O mentor da educação para consciência
O mais célebre educador brasileiro, autor da pedagogia do oprimido,
defendia como objetivo da escola ensinar o aluno a "ler o mundo" para
poder transformá-lo
Paulo Freire
(1921-1997) foi o mais célebre educador brasileiro, com atuação e
reconhecimento internacionais. Conhecido principalmente pelo método de
alfabetização de adultos que leva seu nome, ele desenvolveu um pensamento
pedagógico assumidamente político. Para Freire, o objetivo maior da educação é
conscientizar o aluno. Isso significa, em relação às parcelas desfavorecidas da
sociedade, levá-las a entender sua situação de oprimidas e agir em favor da
própria libertação. O principal livro de Freire se intitula justamente
Pedagogia do Oprimido e os conceitos nele contidos baseiam boa parte do
conjunto de sua obra.
Ao propor uma
prática de sala de aula que pudesse desenvolver a criticidade dos alunos,
Freire condenava o ensino oferecido pela ampla maioria das escolas (isto é, as
"escolas burguesas"), que ele qualificou de educação bancária. Nela,
segundo Freire, o professor age como quem deposita conhecimento num aluno
apenas receptivo, dócil. Em outras palavras, o saber é visto como uma doação
dos que se julgam seus detentores. Trata-se, para Freire, de uma escola
alienante, mas não menos ideologizada do que a que ele propunha para despertar
a consciência dos oprimidos. "Sua tônica fundamentalmente reside em matar
nos educandos a curiosidade, o espírito investigador, a criatividade",
escreveu o educador. Ele dizia que, enquanto a escola conservadora procura
acomodar os alunos ao mundo existente, a educação que defendia tinha a intenção
de inquietá-los.
Aprendizado conjunto
Freire criticava a ideia
de que ensinar é transmitir saber porque para ele a missão do professor era
possibilitar a criação ou a produção de conhecimentos. Mas ele não comungava da
concepção de que o aluno precisa apenas de que lhe sejam facilitadas as
condições para o auto-aprendizado. Freire previa para o professor um papel
diretivo e informativo - portanto, ele não pode renunciar a exercer autoridade.
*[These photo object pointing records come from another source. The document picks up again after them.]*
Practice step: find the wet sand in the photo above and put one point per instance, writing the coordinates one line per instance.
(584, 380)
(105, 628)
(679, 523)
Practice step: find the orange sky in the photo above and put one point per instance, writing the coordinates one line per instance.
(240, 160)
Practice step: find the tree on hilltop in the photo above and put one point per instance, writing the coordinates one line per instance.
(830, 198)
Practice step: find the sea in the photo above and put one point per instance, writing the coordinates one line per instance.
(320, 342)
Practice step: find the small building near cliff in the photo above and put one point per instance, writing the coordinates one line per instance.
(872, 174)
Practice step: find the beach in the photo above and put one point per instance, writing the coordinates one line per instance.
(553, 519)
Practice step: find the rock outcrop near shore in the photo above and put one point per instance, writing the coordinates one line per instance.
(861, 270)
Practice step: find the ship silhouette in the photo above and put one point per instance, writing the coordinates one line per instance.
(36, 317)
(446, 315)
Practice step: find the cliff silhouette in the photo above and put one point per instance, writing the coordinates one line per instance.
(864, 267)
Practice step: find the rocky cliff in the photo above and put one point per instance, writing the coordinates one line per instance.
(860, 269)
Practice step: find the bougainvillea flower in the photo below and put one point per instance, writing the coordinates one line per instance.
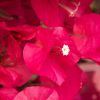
(17, 12)
(37, 93)
(86, 36)
(7, 93)
(53, 55)
(22, 32)
(48, 12)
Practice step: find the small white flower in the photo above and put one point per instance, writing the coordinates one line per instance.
(65, 50)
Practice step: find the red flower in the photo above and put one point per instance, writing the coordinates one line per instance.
(86, 36)
(36, 93)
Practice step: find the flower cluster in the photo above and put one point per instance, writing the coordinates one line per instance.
(41, 43)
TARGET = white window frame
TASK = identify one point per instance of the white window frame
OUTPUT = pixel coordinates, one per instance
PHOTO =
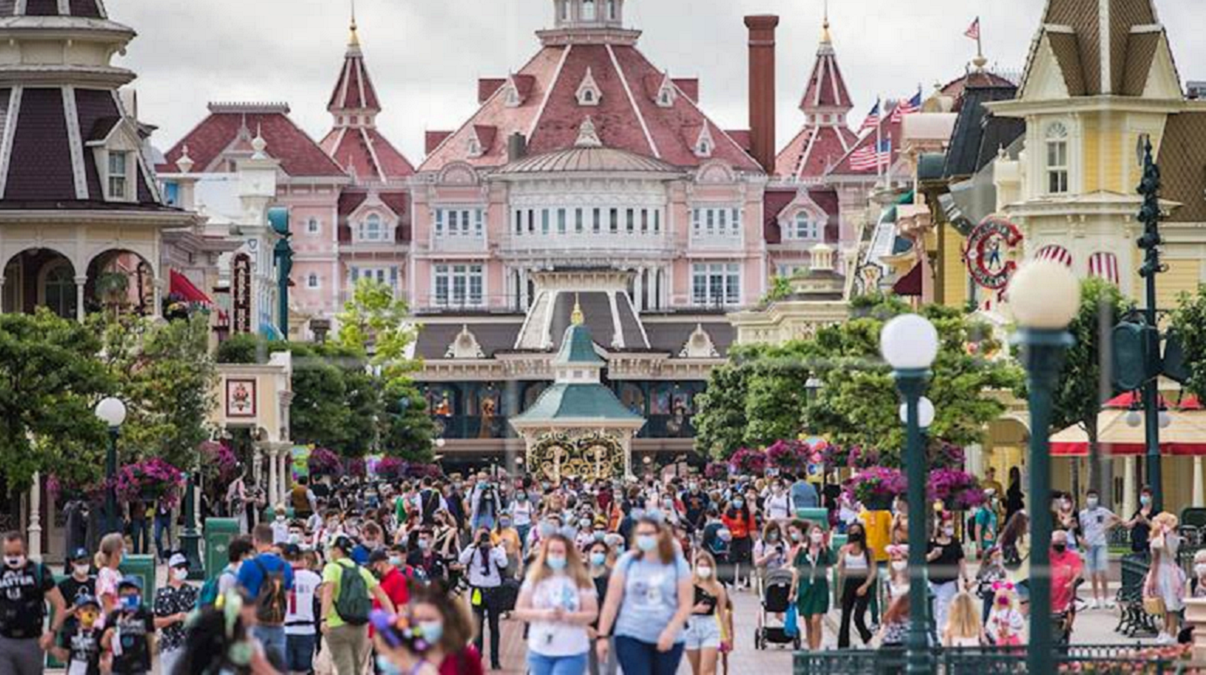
(1057, 159)
(464, 285)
Segundo o pensador pernambucano, o profissional de educação deve levar os
alunos a conhecer conteúdos, mas não como verdade absoluta. Freire dizia que
ninguém ensina nada a ninguém, mas as pessoas também não aprendem sozinhas.
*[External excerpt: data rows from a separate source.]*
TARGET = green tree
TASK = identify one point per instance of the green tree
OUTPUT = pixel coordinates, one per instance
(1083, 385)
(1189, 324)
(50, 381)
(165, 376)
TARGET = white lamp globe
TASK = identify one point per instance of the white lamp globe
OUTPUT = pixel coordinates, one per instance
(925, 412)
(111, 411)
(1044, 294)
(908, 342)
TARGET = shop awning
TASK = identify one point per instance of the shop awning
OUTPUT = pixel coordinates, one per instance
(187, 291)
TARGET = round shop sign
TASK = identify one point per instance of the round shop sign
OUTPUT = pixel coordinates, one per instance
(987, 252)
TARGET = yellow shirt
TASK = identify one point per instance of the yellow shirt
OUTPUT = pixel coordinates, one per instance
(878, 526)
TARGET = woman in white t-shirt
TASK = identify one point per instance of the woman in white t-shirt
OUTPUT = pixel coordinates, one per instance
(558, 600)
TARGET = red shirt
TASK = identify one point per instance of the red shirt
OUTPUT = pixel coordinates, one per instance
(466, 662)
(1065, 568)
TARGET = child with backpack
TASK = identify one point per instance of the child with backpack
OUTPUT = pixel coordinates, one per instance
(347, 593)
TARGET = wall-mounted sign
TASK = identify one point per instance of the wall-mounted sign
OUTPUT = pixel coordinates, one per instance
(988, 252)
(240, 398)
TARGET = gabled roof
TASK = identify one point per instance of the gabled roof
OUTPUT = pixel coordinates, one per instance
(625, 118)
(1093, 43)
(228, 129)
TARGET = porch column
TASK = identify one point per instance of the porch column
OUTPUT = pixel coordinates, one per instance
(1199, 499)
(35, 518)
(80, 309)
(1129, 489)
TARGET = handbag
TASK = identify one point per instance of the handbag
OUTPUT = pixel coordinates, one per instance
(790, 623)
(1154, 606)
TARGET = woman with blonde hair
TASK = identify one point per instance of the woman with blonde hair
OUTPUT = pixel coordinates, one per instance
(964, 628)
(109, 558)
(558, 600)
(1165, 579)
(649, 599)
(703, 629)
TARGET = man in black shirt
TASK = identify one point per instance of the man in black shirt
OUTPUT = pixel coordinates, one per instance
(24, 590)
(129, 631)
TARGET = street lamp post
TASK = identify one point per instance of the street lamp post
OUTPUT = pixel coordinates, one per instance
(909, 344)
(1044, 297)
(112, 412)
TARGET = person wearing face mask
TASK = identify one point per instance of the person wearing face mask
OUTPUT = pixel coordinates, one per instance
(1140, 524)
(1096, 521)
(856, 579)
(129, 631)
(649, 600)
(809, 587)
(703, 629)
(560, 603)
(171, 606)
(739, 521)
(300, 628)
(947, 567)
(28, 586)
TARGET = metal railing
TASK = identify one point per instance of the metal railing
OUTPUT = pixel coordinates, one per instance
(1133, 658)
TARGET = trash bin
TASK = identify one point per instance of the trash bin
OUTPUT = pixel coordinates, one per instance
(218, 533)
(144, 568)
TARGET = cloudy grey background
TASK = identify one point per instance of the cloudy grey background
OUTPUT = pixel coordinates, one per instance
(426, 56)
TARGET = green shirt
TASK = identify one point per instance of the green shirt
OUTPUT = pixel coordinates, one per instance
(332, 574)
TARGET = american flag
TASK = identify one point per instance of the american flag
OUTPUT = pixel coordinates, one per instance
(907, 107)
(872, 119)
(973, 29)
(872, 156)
"Os homens se educam entre si mediados pelo mundo", escreveu. Isso
implica um princípio fundamental para Freire: o de que o aluno, alfabetizado ou
não, chega à escola levando uma cultura que não é melhor nem pior do que a do
professor. Em sala de aula, os dois lados aprenderão juntos, um com o outro - e
para isso é necessário que as relações sejam afetivas e democráticas,
garantindo a todos a possibilidade de se expressar. "Uma das grandes
inovações da pedagogia freireana é considerar que o sujeito da criação cultural
não é individual, mas coletivo", diz José Eustáquio Romão, diretor do
Instituto Paulo Freire, em São Paulo.
A valorização da
cultura do aluno é a chave para o processo de conscientização preconizado por
Paulo Freire e está no âmago de seu método de alfabetização, formulado
inicialmente para o ensino de adultos. Basicamente, o método propõe a
identificação e catalogação das palavras-chave do vocabulário dos alunos - as
chamadas palavras geradoras. Elas devem sugerir situações de vida comuns e
significativas para os integrantes da comunidade em que se atua, como por
exemplo "tijolo" para os operários da construção civil.
Diante dos alunos, o
professor mostrará lado a lado a palavra e a representação visual do objeto que
ela designa. Os mecanismos de linguagem serão estudados depois do desdobramento
em sílabas das palavras geradoras. O conjunto das palavras geradoras deve
conter as diferentes possibilidades silábicas e permitir o estudo de todas as
situações que possam ocorrer durante a leitura e a escrita. "Isso faz com
que a pessoa incorpore as estruturas linguísticas do idioma materno", diz
Romão. Embora a técnica de silabação seja hoje vista como ultrapassada, o uso
de palavras geradoras continua sendo adotado com sucesso em programas de
alfabetização em diversos países do mundo.
Seres inacabados
O método Paulo
Freire não visa apenas tornar mais rápido e acessível o aprendizado, mas
pretende habilitar o aluno a "ler o mundo", na expressão famosa do
educador. "Trata-se de aprender a ler a realidade (conhecê-la) para em
seguida poder reescrever essa realidade (transformá-la)", dizia Freire. A
alfabetização é, para o educador, um modo de os desfavorecidos romperem o que
chamou de "cultura do silêncio" e transformar a realidade, "como
sujeitos da própria história".
No conjunto do
pensamento de Paulo Freire encontra-se a ideia de que tudo está em permanente
transformação e interação. Por isso, não há futuro a priori, como ele gostava
de repetir no fim da vida, como crítica aos intelectuais de esquerda que
consideravam a emancipação das classes desfavorecidas como uma inevitabilidade
histórica. Esse ponto de vista implica a concepção do ser humano como
"histórico e inacabado" e consequentemente sempre pronto a aprender.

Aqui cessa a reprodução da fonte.